Department of Radiology, Neuroradiology and Nuclear Medicine, Johannes Wesling University Hospital, Ruhr University Bochum, Bochum, Germany.
Siemens Healthineers, Erlangen, Germany.
Eur J Radiol. 2023 Sep;166:110983. doi: 10.1016/j.ejrad.2023.110983. Epub 2023 Jul 17.
Imaging stents and in-stent stenosis remains a challenge in coronary computed tomography angiography (CCTA). In comparison to conventional Computed Tomography, Photon Counting CT (PCCT) provides decisive clinical advantages, among other things by providing low dose ultra-high resolution imaging of coronary arteries. This work investigates the image quality in CCTA using clinically established kernels and those optimized for the imaging of cardiac stents in PCCT, both for in-vitro stent imaging in 400 μm standard resolution mode (SRM) and 200 μm Ultra High Resolution Mode (UHR).
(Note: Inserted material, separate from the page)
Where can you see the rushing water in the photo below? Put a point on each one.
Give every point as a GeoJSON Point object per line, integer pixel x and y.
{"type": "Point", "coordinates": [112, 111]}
Based on experimental scans, vascular reconstruction kernels (Bv56, Bv64, Bv72) were optimized. In an established phantom, 10 different coronary stents with 3 mm diameter were scanned in the first clinically available PCCT. Scans were reconstructed with clinically established and optimized kernels. Four readers measured visible stent lumen, performed ROI-based density measurements and rated image quality.
Regarding the visible stent lumen, UHR is significantly superior to SRM (p < 0.001). In all levels, the optimized kernels are superior to the clinically established kernels (p < 0.001). One optimized kernel showed a significant reduction of noise compared to the clinically established kernels. Overall image quality is improved with optimized kernels.
In a phantom study PCCT UHR with optimized kernels for stent imaging significantly improves the ability to assess the in-stent lumen of small cardiac stents. We recommend using UHR with an optimized sharp vascular reconstruction kernel (Bv72uo) for imaging of cardiac stent.
在冠状动脉计算机断层扫描血管造影(CCTA)中,对支架和支架内狭窄进行成像仍然是一个挑战。与传统计算机断层扫描相比,光子计数 CT(PCCT)提供了决定性的临床优势,除其他外,还可以对冠状动脉进行低剂量超高分辨率成像。本研究旨在使用临床既定的内核和专为 PCCT 中心脏支架成像优化的内核,分别对 400μm 标准分辨率模式(SRM)和 200μm 超高分辨率模式(UHR)下的 CCTA 中的图像质量进行研究。
基于实验扫描,对血管重建内核(Bv56、Bv64、Bv72)进行了优化。在一个既定的体模中,使用首次临床可用的 PCCT 对 10 种不同直径为 3mm 的冠状动脉支架进行扫描。使用临床既定的内核和优化的内核进行扫描重建。四位读者测量可见的支架内腔,进行基于 ROI 的密度测量并评估图像质量。
在可见的支架内腔方面,UHR 明显优于 SRM(p<0.001)。在所有层面上,优化的内核均优于临床既定的内核(p<0.001)。一个优化的内核与临床既定的内核相比,噪声显著降低。整体图像质量得到优化内核的改善。
在体模研究中,用于支架成像的 PCCT UHR 与优化的内核显著提高了评估小型心脏支架内腔的能力。我们建议使用 UHR 和优化的锐利血管重建内核(Bv72uo)进行心脏支架成像。